Un prédateur et LiberTerra transmettait un témoignage.
Un prédateur sexuel, cruel.
Un homme déjà condamné pour violences conjugales et menaces de mort sur sa femme et ses enfants, sur menaces envers une école.
Une justice informée de la dangerosité de celui-ci depuis plusieurs années.
Une violence qui n’a jamais quitté cet homme ayant dépassé la limite pour être en son humanité en devenant un prédateur sexuel.
La souffrance de la victime à savoir les féminicides se comptant les uns après les autres. Entendant ces femmes ayant porté plainte et tué à coups de couteau.
Cette brutalité criminelle, ces prédateurs, et celui qui la mainte fois menacé de mort.
Il a menacé son ex conjointe sans hésiter une seconde, la haine en visage, un couteau à la main pointé vers elle, à quelques centimètres de son corps.

Ce prédateur violent en liberté.

Comment le supporter, comment la victime peut le vivre ?

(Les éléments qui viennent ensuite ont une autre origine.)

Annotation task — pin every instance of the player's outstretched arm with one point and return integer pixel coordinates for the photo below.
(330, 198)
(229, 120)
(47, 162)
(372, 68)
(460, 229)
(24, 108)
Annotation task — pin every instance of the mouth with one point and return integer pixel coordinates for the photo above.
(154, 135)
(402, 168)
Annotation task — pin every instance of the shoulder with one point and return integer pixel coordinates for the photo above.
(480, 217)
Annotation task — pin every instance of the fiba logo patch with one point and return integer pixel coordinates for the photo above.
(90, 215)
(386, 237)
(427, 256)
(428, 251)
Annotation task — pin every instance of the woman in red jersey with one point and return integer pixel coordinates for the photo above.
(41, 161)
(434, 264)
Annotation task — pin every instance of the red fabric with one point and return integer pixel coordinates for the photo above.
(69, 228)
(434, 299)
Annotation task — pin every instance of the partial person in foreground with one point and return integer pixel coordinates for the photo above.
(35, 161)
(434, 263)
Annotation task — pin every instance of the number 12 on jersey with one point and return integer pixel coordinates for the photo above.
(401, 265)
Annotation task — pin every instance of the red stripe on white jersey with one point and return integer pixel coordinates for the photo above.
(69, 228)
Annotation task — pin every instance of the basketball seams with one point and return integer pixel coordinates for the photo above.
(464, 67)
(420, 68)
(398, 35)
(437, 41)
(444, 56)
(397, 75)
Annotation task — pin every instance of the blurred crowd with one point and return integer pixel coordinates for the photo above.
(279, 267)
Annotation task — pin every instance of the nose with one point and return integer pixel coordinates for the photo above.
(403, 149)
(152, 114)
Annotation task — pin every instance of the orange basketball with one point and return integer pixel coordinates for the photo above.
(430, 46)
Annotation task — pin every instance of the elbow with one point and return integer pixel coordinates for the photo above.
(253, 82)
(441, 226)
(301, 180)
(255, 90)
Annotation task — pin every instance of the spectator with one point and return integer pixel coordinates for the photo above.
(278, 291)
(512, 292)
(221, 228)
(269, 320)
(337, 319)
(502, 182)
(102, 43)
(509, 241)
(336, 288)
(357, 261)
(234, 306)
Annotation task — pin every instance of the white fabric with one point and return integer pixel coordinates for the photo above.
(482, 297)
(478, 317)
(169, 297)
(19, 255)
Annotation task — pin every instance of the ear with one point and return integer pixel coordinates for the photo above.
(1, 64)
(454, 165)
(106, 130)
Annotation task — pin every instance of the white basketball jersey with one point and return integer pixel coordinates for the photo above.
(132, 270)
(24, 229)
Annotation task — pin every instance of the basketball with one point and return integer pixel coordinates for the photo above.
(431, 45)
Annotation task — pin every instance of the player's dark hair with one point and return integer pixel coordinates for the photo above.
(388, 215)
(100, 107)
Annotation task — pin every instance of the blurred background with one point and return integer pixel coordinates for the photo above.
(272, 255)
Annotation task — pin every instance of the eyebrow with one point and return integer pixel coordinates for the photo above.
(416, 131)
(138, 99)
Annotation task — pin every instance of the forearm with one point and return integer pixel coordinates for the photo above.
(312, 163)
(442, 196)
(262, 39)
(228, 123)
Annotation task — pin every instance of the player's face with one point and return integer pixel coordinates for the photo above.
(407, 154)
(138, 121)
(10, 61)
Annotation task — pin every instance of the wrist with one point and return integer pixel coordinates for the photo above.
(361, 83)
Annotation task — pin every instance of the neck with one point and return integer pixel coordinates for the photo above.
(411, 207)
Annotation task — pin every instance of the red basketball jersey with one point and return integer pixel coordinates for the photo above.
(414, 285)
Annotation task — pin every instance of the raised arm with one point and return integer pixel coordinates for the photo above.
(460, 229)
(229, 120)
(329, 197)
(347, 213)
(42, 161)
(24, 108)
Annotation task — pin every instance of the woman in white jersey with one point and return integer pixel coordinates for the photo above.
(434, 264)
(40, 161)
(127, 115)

Une survie permanente, une cruauté mentale de faire subir cela aux survivantes, ce peut être « il va me tuer » comme le disait dans son message la présidente de la Fondation des Femmes, Anne-Cécile Mailfert.
La justice ne peut pas être cela.
Aujourd’hui, un prédateur à la personnalité psychopathique libre.

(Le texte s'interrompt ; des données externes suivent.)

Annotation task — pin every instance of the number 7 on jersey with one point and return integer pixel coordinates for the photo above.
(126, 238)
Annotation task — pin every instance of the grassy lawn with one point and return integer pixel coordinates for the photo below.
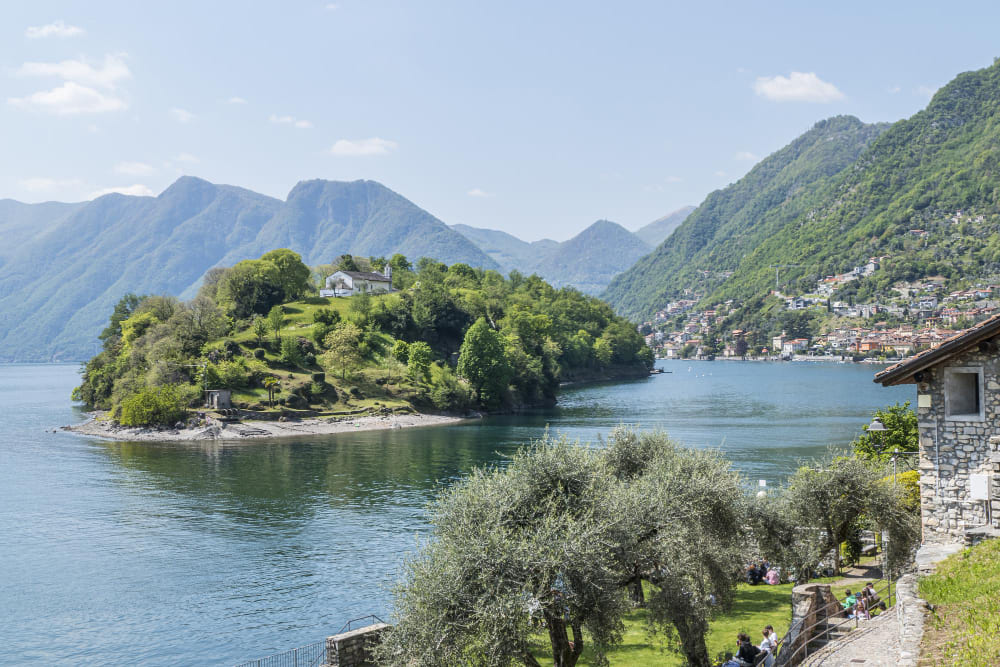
(964, 628)
(755, 607)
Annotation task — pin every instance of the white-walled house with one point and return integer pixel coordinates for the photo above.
(349, 283)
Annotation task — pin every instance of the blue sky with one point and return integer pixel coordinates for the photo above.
(535, 118)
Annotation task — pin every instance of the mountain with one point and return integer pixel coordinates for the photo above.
(712, 244)
(57, 290)
(589, 260)
(657, 231)
(508, 251)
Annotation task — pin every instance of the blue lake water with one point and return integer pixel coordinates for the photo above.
(122, 553)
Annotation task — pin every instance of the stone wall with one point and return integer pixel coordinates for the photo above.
(351, 649)
(952, 449)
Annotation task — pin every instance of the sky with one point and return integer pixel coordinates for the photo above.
(536, 118)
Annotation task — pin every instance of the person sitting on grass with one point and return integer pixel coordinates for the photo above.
(748, 653)
(849, 603)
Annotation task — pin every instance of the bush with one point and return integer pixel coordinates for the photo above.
(156, 406)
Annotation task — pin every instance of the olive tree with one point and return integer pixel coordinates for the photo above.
(514, 549)
(685, 511)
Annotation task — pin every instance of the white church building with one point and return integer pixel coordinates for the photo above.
(349, 283)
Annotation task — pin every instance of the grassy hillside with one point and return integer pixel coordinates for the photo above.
(965, 620)
(455, 339)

Des survivantes laissées dans cet espace de douleur, d’injustice, sans droit à la reconnaissance, à la réparation, sans soutien à la résilience.
La force de vivre, ce merveilleux de la vie, comment ne peut il pas être protégé plus que tout ?
Pour les femmes et leurs enfants victimes de la criminalité masculine.
LiberTerra en soutien aux survivantes et leurs enfants.